Lorsqu’elle s’est rendue en Allemagne pour l’interview, elle avait peur de le rencontrer. « Lorsque je suis arrivée chez lui, il m’a traitée avec le plus grand respect. Je lui ai demandé s’il avait vu les chambres à gaz. Il m’a répondu que c’était un cauchemar auquel il devait faire face chaque jour de sa vie. J’étais surprise que même les nazis fassent des cauchemars ».

Au cours de cette visite, Eva lui a demandé de l’accompagner à Auschwitz pour signer un document confirmant ce qui s’y était passé. Elle voulait que ce soit un ancien nazi qui le fasse, car les « historiens » révisionnistes commençaient à nier l’horreur des camps de la mort. Il a accepté.

 

27 janvier 1995

Avec d’autres personnes, Eva et le médecin se sont retrouvés à Auschwitz à l’occasion du 50e anniversaire de la libération des personnes encore en vie qui avaient survécu aux camps de concentration. Pendant des mois, Eva a cherché un cadeau de remerciement significatif pour Munch, sans succès.

« C’est alors que l’idée d’une lettre de pardon m’est venue à l’esprit. Je savais que ce serait un cadeau significatif, mais c’est aussi devenu un cadeau pour moi-même, car j’ai réalisé que je n’étais plus une victime sans défense et sans espoir ».

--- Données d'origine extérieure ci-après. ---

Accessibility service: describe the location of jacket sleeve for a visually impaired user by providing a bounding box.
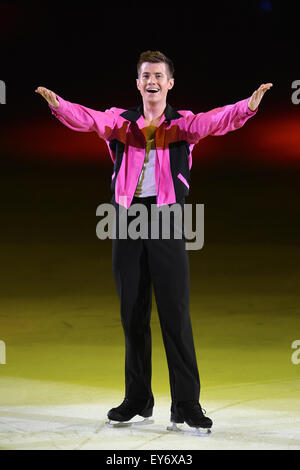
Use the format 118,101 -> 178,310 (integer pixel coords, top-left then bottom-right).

« Lorsque j’ai demandé à une amie de vérifier mon orthographe, elle m’a mis au défi de pardonner également au Dr Mengele. Au début, j’étais catégorique : je ne pourrais jamais pardonner au Dr Mengele, puis j’ai réalisé que j’avais maintenant le pouvoir, le pouvoir de pardonner. C’était mon droit de l’utiliser. Personne ne pourrait me l’enlever ».

À Auschwitz, dans le cadre de la commémoration, Eva et ses deux enfants, le Dr Munch, sa femme, ses enfants ainsi qu’un petit-fils se sont retrouvés ensemble devant les ruines des chambres à gaz. Eva a raconté : « Le Dr Munch a signé le document sur le fonctionnement des chambres à gaz, a lu ma lettre de pardon et l’a signée. En l’écrivant, j’ai senti qu’un poids de douleur m’était enlevé. Je n’étais plus sous l’emprise de la haine, j’étais enfin libre ».

« Le jour où j’ai pardonné aux nazis, j’ai aussi pardonné en privé à mes parents, que j’avais haïs toute ma vie pour ne pas m’avoir sauvé d’Auschwitz. Les enfants attendent de leurs parents qu’ils les protègent ; les miens n’ont pas pu. Et puis je me suis pardonnée à moi-même d’avoir détesté mes parents autant et pendant si longtemps ».

« Le pardon n’est en fait rien d’autre qu’un acte d’auto-guérison et d’auto-émancipation. Je l’appelle un médicament miracle. Il est gratuit, il fonctionne et n’a pas d’effets secondaires ».

 

4 juillet 2019

Eva est décédée de causes naturelles à quelques kilomètres d’Auschwitz, où elle dirigeait un voyage éducatif dans le camp de concentration. Elle avait 85 ans.

 

De Bruce Manners, rédacteur en chef retraité de Signs of the Times Australie ; il a occupé ce poste de 1989 à 2003. Il vit à Melbourne, en Australie.